2. I don't understand why you can't "just do it", but I'm trying. My loss of patience is not a loss of love, just patience for the moment. Please give ME a couple minutes to regroup.

3. I'm not trying to run her life, I'm trying to make sure she doesn't ruin our lives or make it more difficult than need be.

That's kind of a loaded statement; just understand that I say that from a perspective of "ain't nobody perfect, especially me".

4. I don't think i'm better than you, I just know that i'm more responsible about some things. That's why I want to control the finances, be the bill payer, etc.

5. I'm not trying to make you feel like an idiot. I know you're smart otherwise I wouldn't be with you! I'm just trying to explain how I see x,y, or z as opposed to how you see x,y, or z.

At_wits_end

addspouse20
01-17-05, 04:42 PM
What would you like your ADD Partner / Spouse to understand about you?
That needing a break from him does not mean I don't love him.

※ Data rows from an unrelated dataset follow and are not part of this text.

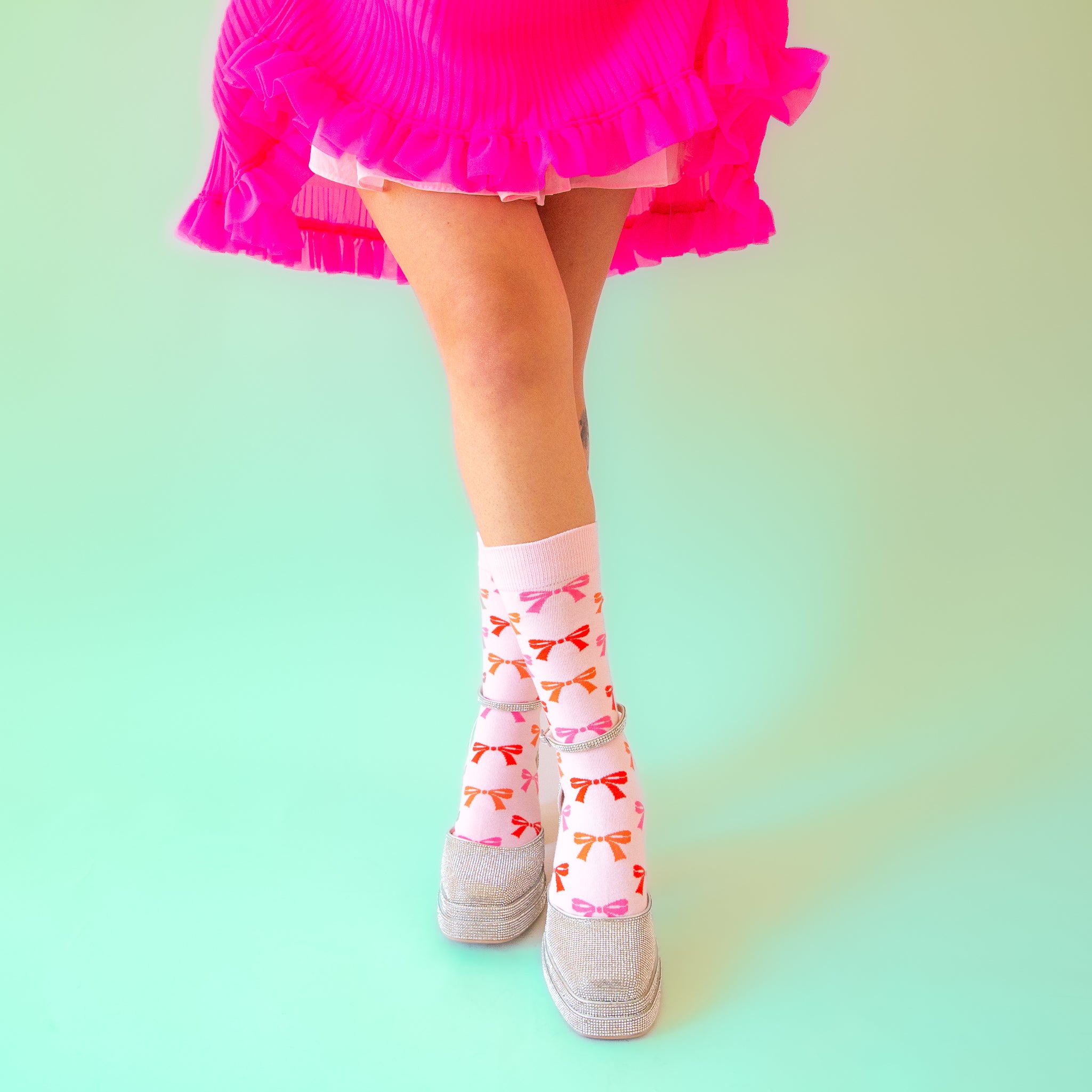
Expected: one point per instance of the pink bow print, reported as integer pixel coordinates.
(615, 909)
(485, 841)
(602, 725)
(538, 598)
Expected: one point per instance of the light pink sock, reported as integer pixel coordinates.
(499, 803)
(552, 592)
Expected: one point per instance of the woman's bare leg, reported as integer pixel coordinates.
(492, 292)
(584, 228)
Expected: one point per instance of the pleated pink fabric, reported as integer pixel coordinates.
(485, 95)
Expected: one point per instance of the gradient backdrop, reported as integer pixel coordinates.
(236, 564)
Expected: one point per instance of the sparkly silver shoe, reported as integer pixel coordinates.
(602, 973)
(492, 894)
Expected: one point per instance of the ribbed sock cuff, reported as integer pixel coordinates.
(547, 562)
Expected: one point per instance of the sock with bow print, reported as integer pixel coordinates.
(552, 594)
(499, 803)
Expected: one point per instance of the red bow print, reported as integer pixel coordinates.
(612, 781)
(602, 725)
(573, 638)
(616, 841)
(509, 750)
(518, 664)
(522, 826)
(540, 597)
(615, 909)
(583, 680)
(498, 796)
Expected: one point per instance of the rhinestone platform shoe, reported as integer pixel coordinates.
(492, 894)
(602, 973)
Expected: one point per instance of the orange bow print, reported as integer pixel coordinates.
(616, 841)
(585, 680)
(509, 750)
(518, 664)
(498, 795)
(522, 826)
(573, 638)
(612, 781)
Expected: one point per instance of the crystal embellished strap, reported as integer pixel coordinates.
(509, 707)
(594, 742)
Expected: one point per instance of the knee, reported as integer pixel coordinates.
(507, 340)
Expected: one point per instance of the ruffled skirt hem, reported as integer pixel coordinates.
(263, 199)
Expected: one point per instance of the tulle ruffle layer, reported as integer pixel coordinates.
(274, 100)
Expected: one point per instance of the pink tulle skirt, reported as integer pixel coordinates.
(509, 98)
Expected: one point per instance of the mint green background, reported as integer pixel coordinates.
(236, 566)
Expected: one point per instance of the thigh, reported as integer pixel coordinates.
(583, 228)
(481, 268)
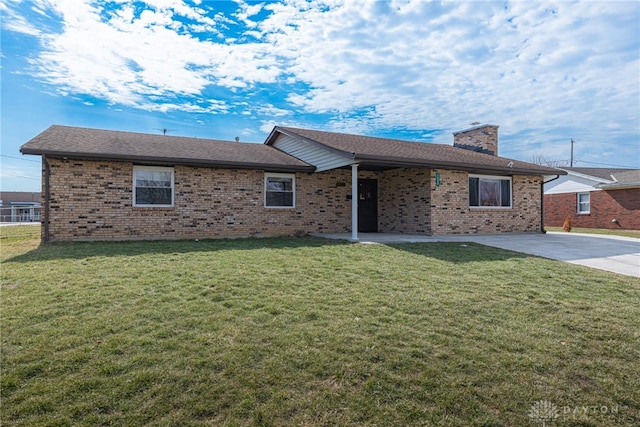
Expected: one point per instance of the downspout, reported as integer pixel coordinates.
(45, 199)
(542, 203)
(354, 202)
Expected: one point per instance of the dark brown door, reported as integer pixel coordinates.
(367, 205)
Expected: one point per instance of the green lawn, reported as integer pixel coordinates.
(302, 331)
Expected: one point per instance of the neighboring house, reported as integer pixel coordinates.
(595, 198)
(19, 206)
(100, 184)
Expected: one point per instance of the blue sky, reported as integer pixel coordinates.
(545, 72)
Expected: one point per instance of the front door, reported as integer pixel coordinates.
(367, 205)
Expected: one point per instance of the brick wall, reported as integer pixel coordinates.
(451, 213)
(92, 200)
(623, 205)
(403, 200)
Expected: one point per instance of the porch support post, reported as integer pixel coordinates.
(354, 202)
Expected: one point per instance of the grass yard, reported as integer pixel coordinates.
(302, 331)
(625, 233)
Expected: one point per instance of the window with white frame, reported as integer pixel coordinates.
(152, 186)
(584, 203)
(279, 190)
(489, 191)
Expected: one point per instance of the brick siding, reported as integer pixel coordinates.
(92, 200)
(403, 200)
(451, 213)
(623, 205)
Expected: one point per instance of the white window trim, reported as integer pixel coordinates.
(493, 177)
(578, 203)
(268, 175)
(153, 168)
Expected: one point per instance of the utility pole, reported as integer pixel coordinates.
(571, 152)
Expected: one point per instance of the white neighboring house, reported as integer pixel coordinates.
(595, 198)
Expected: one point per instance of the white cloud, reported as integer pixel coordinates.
(535, 68)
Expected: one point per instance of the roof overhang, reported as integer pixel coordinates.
(155, 160)
(619, 186)
(371, 162)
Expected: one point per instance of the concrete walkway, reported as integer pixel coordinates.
(611, 253)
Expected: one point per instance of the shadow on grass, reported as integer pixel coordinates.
(459, 253)
(80, 250)
(453, 252)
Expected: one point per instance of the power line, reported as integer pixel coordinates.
(20, 158)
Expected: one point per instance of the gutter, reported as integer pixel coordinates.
(542, 203)
(155, 160)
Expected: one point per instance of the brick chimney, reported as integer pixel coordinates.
(481, 138)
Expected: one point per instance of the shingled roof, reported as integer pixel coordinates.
(371, 152)
(84, 143)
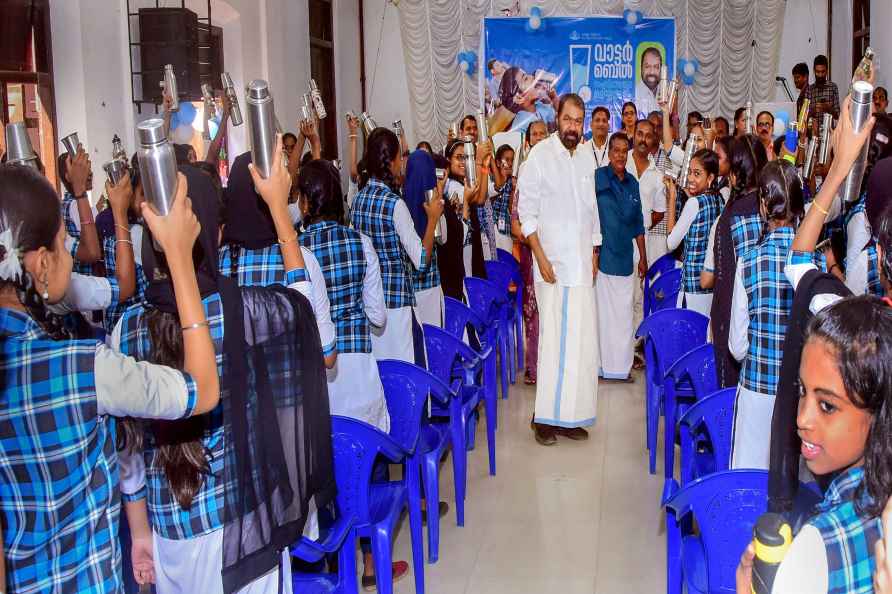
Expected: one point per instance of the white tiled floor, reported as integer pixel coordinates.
(573, 518)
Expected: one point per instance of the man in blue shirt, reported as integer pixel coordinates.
(622, 226)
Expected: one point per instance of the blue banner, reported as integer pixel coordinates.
(603, 59)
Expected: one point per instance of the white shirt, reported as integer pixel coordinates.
(683, 224)
(372, 286)
(557, 202)
(317, 294)
(599, 152)
(804, 569)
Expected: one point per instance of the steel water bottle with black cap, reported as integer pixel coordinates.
(157, 165)
(862, 103)
(772, 537)
(261, 125)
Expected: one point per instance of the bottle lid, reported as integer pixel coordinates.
(151, 132)
(862, 92)
(258, 89)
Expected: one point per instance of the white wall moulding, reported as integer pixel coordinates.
(718, 33)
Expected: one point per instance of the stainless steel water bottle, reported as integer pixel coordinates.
(18, 145)
(169, 84)
(368, 124)
(470, 161)
(316, 96)
(235, 111)
(862, 102)
(261, 125)
(157, 165)
(71, 143)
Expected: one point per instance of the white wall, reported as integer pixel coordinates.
(805, 36)
(387, 90)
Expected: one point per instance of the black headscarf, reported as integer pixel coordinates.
(274, 378)
(250, 222)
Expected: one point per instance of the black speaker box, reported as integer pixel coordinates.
(169, 36)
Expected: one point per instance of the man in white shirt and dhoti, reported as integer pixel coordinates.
(559, 217)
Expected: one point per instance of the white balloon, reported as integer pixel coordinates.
(183, 134)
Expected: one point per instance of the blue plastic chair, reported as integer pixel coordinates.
(695, 372)
(668, 334)
(725, 506)
(443, 352)
(501, 275)
(663, 264)
(482, 372)
(405, 381)
(705, 433)
(364, 509)
(663, 293)
(519, 285)
(486, 300)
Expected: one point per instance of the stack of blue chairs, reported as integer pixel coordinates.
(431, 411)
(710, 510)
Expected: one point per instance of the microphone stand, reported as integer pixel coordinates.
(783, 81)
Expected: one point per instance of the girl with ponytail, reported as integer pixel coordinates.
(761, 304)
(58, 396)
(379, 213)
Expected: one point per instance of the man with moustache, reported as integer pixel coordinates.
(559, 218)
(823, 94)
(646, 87)
(622, 230)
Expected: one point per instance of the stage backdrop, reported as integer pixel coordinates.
(719, 34)
(603, 60)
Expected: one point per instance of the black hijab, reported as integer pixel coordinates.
(250, 222)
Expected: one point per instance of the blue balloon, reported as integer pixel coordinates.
(186, 114)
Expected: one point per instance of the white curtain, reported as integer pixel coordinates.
(720, 34)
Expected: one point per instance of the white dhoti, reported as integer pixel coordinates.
(504, 242)
(196, 565)
(753, 412)
(429, 306)
(567, 382)
(615, 323)
(394, 339)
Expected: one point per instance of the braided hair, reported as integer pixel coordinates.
(382, 148)
(29, 210)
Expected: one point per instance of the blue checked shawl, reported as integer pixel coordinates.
(114, 313)
(372, 215)
(206, 514)
(59, 490)
(339, 252)
(697, 239)
(770, 298)
(849, 538)
(501, 207)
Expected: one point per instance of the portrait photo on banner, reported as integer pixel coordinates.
(604, 60)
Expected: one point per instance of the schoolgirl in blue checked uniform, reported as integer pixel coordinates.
(251, 254)
(760, 307)
(379, 213)
(186, 505)
(59, 495)
(700, 212)
(843, 423)
(421, 179)
(353, 280)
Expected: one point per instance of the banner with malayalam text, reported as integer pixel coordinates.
(604, 60)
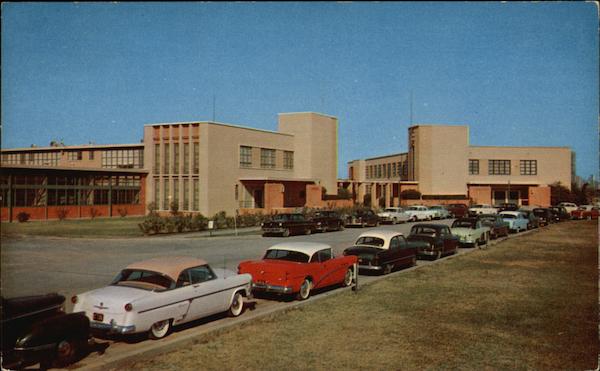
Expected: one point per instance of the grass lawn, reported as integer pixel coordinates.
(528, 303)
(99, 227)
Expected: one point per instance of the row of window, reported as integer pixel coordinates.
(173, 152)
(502, 167)
(389, 170)
(170, 194)
(267, 158)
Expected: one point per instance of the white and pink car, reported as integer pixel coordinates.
(154, 295)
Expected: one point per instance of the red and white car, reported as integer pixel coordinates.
(155, 294)
(298, 268)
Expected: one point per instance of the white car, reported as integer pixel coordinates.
(440, 211)
(569, 206)
(155, 294)
(482, 209)
(419, 212)
(516, 220)
(393, 215)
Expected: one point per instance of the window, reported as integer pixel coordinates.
(288, 160)
(473, 167)
(245, 156)
(528, 167)
(499, 167)
(74, 155)
(267, 158)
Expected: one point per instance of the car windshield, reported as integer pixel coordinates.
(463, 224)
(293, 256)
(147, 280)
(423, 230)
(281, 218)
(370, 241)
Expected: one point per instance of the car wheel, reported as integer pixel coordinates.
(160, 329)
(66, 351)
(348, 277)
(237, 305)
(305, 288)
(387, 269)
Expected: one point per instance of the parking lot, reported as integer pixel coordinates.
(34, 265)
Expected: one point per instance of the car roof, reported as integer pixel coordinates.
(170, 266)
(384, 234)
(308, 248)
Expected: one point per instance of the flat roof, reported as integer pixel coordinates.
(75, 147)
(220, 124)
(61, 168)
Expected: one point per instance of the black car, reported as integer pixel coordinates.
(328, 220)
(439, 240)
(288, 224)
(35, 329)
(508, 206)
(544, 215)
(362, 218)
(559, 213)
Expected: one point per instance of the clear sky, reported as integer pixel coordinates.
(519, 74)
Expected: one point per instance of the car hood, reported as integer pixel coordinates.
(114, 297)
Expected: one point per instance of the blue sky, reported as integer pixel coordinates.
(519, 74)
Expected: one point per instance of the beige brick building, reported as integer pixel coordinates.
(445, 168)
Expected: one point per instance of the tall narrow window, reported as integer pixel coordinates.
(186, 157)
(245, 156)
(267, 158)
(157, 158)
(167, 162)
(288, 160)
(176, 158)
(196, 158)
(473, 167)
(196, 197)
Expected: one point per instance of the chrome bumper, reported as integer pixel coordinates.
(271, 288)
(112, 327)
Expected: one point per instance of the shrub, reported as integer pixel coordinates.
(94, 212)
(22, 217)
(62, 213)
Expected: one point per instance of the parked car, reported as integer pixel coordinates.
(559, 213)
(516, 220)
(569, 206)
(154, 295)
(544, 215)
(471, 231)
(482, 209)
(288, 224)
(393, 215)
(35, 329)
(383, 250)
(298, 268)
(458, 210)
(534, 221)
(585, 212)
(362, 218)
(498, 227)
(327, 220)
(440, 211)
(507, 206)
(419, 212)
(440, 240)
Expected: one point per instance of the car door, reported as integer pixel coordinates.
(207, 298)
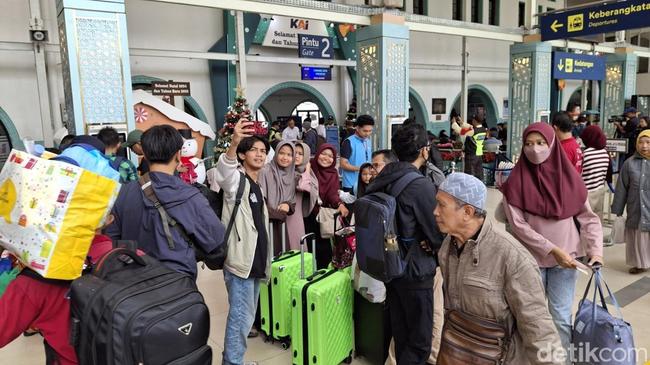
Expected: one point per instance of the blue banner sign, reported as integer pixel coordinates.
(316, 73)
(314, 46)
(571, 66)
(596, 19)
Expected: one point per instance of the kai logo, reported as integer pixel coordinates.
(576, 22)
(299, 24)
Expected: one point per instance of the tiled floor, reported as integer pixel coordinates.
(29, 351)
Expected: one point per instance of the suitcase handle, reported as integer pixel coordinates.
(303, 240)
(283, 236)
(110, 260)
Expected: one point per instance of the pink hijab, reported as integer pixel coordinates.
(553, 189)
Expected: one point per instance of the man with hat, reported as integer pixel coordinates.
(133, 141)
(628, 129)
(489, 277)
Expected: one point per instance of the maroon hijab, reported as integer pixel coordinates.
(328, 177)
(552, 189)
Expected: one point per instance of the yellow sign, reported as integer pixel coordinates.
(576, 22)
(568, 63)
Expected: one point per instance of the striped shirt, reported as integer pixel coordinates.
(594, 168)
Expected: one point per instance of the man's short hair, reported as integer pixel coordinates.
(364, 120)
(388, 156)
(247, 143)
(563, 122)
(160, 143)
(408, 140)
(109, 136)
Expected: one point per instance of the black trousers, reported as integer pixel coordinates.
(411, 316)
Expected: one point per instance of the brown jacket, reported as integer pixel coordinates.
(496, 278)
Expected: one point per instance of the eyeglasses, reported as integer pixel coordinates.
(260, 150)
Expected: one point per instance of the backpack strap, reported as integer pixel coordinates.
(149, 193)
(235, 209)
(115, 164)
(404, 181)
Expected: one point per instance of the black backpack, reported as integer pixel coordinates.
(378, 250)
(213, 260)
(131, 309)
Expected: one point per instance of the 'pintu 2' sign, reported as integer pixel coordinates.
(314, 46)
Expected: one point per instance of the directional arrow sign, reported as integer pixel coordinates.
(578, 66)
(612, 17)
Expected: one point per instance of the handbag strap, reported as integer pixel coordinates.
(599, 278)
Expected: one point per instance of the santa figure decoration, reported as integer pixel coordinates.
(192, 169)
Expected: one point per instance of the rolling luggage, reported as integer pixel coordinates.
(322, 325)
(343, 243)
(371, 330)
(133, 310)
(275, 298)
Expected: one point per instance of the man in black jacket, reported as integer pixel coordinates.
(410, 298)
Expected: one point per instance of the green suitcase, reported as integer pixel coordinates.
(275, 298)
(322, 326)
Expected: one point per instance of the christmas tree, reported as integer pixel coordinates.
(238, 110)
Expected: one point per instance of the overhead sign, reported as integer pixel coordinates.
(283, 31)
(314, 46)
(170, 88)
(616, 145)
(316, 73)
(596, 19)
(578, 66)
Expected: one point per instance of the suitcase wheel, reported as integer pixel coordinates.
(286, 344)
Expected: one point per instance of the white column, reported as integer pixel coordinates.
(241, 49)
(464, 83)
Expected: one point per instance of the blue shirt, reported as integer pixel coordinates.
(357, 151)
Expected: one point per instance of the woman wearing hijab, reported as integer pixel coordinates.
(633, 191)
(543, 198)
(278, 184)
(324, 167)
(595, 165)
(306, 195)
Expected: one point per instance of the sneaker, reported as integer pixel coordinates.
(253, 333)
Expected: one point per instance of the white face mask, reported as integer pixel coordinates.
(537, 154)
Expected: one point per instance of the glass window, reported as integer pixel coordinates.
(418, 7)
(457, 9)
(522, 13)
(477, 11)
(307, 109)
(493, 12)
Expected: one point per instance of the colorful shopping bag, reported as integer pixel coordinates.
(49, 211)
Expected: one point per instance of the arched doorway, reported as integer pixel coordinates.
(417, 108)
(284, 98)
(576, 98)
(9, 137)
(479, 102)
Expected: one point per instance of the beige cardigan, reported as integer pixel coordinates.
(243, 237)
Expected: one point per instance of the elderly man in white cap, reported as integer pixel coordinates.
(495, 307)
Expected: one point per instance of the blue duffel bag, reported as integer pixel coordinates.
(598, 336)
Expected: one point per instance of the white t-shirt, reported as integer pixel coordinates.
(290, 134)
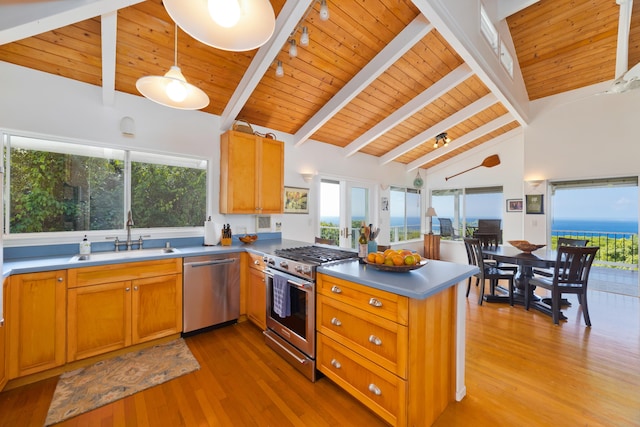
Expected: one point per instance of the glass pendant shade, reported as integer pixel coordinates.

And that I really do love him!!

Tyson
01-25-05, 09:55 PM
I would like him to understand how much he hurts me by blurting out inconsiderate comments and by direspecting me I want to be treated with respect I want hism to understand how his angry outbursts leave me walking on eggshells. I would like him to be able to feel how much he has hurt me. I want him to understand that the person I have become has a lot to do with the way he has been treating me.